Nun könnte man einwenden, dass es in Berlin nur noch 16 Prozent evangelische Christen gibt. Vielleicht wäre im säkularen Staat ein Feiertag angemessener, mit dem sich mehr Menschen identifizieren?

Es geht ja um die Idee, nicht nur um ihre religiöse Begründung. Die Idee der Freiheit, einer Gewissensfreiheit, die Verantwortung für das Gemeinwohl – diese Botschaft ist das, was wir heute brauchen. Im Lutherjahr haben mir auch viele Atheisten gesagt, dass sie sich darin wiederfinden. Übrigens haben sich auch Muslime meines Wissens nicht gegen den Vorschlag ausgesprochen.

Der Reformationstag enthält eine motivierende Botschaft: Der säkulare Staat braucht Menschen mit einer inneren Freiheit, anders kann eine freiheitliche Gesellschaft nicht existieren. Die Reformation hat unsere Gesellschaft über 500 Jahre stark geprägt. Feiertage mit mahnenden Botschaften haben wir außerdem schon viele.

Ist dem so? Mit Ausnahme des 1. Mai und des 3. Oktober sind fast alle Feiertage christliche Freudenfeste: Ostern, Pfingsten, Himmelfahrt, Weihnachten. Was spricht gegen den 8. Mai als Tag der Befreiung vom Nationalsozialismus?

Das Gedenken an die Befreiung vom Nationalsozialismus hat für unsere freiheitliche Gesellschaft zentrale Bedeutung und darf keinesfalls geschmälert werden. Dieses Gedenken kann, muss aber nicht zwingend am Tag des Kriegsendes mit einem gesetzlichen Feiertag geschehen.
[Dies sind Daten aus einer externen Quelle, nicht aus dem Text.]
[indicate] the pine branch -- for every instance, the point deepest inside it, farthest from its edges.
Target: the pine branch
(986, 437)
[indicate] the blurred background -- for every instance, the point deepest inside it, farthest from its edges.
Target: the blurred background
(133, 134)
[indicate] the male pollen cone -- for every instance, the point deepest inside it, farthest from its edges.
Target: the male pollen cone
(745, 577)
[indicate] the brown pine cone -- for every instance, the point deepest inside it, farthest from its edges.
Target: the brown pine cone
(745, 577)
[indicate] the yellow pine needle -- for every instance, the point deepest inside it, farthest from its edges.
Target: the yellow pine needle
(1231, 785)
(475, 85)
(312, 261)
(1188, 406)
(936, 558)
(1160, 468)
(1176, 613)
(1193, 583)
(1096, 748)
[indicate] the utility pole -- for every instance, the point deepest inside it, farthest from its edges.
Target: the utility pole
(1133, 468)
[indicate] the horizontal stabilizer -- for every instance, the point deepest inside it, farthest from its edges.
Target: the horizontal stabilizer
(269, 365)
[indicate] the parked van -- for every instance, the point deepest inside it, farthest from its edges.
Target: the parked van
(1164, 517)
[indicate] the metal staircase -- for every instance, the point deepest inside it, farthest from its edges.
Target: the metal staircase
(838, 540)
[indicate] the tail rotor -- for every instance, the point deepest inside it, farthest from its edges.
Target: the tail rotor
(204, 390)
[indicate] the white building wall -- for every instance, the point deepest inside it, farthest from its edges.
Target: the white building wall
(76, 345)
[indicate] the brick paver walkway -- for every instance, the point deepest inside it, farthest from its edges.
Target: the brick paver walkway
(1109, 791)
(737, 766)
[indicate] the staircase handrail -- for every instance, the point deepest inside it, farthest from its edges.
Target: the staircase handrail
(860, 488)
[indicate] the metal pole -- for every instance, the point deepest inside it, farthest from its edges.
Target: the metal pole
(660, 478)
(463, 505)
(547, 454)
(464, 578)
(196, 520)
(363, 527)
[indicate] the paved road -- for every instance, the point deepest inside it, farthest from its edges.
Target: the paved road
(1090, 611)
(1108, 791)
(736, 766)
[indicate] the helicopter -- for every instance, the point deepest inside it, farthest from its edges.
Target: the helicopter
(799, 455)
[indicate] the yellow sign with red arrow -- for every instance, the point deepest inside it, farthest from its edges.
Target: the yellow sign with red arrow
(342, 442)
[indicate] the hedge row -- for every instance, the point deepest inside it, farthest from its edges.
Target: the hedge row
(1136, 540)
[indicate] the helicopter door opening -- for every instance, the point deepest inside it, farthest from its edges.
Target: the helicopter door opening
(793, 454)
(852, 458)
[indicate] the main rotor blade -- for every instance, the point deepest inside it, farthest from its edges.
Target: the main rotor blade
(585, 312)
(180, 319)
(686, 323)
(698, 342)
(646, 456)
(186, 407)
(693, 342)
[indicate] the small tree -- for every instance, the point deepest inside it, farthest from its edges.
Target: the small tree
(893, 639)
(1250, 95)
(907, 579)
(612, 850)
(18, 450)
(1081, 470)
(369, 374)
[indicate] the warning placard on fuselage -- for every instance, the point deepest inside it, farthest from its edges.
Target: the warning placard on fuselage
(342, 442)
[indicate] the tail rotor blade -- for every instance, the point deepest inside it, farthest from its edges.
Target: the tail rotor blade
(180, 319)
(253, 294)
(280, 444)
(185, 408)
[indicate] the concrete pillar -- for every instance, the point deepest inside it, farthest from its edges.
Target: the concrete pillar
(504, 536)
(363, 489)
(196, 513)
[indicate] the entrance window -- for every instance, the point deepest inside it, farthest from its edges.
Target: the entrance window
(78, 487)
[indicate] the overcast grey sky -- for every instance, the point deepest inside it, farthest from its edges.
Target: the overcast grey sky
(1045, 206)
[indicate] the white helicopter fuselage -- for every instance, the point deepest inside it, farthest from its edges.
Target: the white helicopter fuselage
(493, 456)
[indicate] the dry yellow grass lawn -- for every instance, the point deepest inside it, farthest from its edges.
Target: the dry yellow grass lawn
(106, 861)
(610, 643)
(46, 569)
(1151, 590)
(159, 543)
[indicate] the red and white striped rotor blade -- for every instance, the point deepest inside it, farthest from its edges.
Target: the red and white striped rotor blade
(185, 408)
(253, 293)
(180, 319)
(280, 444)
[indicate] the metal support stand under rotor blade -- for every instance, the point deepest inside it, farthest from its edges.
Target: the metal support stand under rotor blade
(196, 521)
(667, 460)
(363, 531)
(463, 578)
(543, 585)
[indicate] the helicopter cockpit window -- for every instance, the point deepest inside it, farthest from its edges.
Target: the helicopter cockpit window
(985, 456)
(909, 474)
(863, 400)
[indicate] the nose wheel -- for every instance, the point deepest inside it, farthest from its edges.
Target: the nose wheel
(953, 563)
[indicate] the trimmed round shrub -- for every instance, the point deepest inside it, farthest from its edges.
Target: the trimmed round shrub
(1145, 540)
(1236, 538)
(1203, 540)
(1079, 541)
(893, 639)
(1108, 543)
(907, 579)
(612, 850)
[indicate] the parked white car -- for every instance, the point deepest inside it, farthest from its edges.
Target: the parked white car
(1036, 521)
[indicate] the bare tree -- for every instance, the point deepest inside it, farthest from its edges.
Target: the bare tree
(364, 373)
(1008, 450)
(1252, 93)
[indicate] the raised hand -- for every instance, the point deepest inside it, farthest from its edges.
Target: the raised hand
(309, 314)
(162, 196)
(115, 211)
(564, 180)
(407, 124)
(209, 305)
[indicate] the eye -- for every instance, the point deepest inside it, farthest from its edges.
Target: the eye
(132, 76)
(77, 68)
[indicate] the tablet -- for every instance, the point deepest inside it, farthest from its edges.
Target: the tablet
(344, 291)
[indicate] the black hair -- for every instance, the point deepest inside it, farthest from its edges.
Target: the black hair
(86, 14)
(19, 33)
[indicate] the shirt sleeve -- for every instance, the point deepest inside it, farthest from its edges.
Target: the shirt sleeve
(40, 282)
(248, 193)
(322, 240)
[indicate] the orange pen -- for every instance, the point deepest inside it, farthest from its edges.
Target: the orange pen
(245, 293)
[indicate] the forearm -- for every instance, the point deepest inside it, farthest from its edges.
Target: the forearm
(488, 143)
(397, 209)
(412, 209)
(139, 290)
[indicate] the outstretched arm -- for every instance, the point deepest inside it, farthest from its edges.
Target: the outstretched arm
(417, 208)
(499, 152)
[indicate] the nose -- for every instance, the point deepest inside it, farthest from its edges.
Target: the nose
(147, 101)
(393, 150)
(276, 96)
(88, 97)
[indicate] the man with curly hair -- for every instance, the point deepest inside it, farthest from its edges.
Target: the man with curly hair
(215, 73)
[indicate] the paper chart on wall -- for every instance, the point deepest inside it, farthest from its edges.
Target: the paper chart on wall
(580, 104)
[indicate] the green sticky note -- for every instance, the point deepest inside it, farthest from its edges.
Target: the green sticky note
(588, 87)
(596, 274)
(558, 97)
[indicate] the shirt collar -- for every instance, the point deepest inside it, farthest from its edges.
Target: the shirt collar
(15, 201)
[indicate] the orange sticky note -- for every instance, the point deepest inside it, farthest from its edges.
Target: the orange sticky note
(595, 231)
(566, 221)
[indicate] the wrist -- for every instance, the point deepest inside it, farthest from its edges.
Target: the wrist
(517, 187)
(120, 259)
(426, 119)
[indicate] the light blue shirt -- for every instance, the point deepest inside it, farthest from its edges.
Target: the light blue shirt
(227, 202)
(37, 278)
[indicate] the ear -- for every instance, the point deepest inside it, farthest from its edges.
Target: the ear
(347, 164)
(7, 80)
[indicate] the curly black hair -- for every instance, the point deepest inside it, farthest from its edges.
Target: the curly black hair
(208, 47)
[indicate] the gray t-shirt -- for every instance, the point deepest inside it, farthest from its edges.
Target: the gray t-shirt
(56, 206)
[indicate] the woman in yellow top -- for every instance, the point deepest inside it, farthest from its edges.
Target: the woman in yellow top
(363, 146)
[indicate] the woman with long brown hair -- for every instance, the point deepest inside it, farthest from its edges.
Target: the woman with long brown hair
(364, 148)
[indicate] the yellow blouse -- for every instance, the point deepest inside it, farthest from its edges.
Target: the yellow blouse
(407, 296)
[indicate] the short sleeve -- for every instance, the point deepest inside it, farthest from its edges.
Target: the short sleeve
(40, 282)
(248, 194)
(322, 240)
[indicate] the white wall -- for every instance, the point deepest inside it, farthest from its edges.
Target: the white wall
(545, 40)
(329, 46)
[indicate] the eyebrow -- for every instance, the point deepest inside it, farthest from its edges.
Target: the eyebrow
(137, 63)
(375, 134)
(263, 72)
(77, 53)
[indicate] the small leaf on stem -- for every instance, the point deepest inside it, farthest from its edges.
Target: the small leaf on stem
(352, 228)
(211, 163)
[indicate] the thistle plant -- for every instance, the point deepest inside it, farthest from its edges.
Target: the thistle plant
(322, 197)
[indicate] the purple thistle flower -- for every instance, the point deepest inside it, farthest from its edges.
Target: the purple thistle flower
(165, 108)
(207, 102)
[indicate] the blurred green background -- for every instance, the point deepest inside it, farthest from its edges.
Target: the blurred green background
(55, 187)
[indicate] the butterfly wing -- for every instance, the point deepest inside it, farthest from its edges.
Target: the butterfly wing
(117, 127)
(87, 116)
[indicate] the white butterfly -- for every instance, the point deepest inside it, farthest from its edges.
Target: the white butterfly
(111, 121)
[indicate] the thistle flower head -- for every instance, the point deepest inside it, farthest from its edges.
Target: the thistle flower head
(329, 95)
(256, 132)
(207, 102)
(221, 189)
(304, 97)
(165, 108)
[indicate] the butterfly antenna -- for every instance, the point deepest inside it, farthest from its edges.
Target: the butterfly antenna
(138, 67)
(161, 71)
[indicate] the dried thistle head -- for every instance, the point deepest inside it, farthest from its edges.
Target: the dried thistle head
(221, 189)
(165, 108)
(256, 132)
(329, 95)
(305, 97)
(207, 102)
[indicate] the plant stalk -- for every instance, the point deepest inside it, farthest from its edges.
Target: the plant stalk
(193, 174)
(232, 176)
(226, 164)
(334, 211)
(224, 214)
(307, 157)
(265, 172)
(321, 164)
Ich halte es für wichtig, den Volkstrauertag neu als Gedenktag zu stärken, an dem nicht nur der Gefallenen, sondern auch der Opfer des Nationalsozialismus gedacht wird. Im November 2017 habe ich in der Feierstunde des Bundestags erlebt, wie die AfD-Abgeordneten versucht haben, das Gedenken einseitig als Würdigung der Leistungen der deutschen Soldaten in zwei Weltkriegen zu verstehen.

Deshalb ist es wichtig, das Gedenken an die Opfer der Gewaltherrschaft der Nationalsozialisten am Volkstrauertag wieder zu stärken. Dann kann dies ein Tag werden, der die Befreiung vom Nationalsozialismus als wesentliche Grundlage unserer Gesellschaft bewusst macht.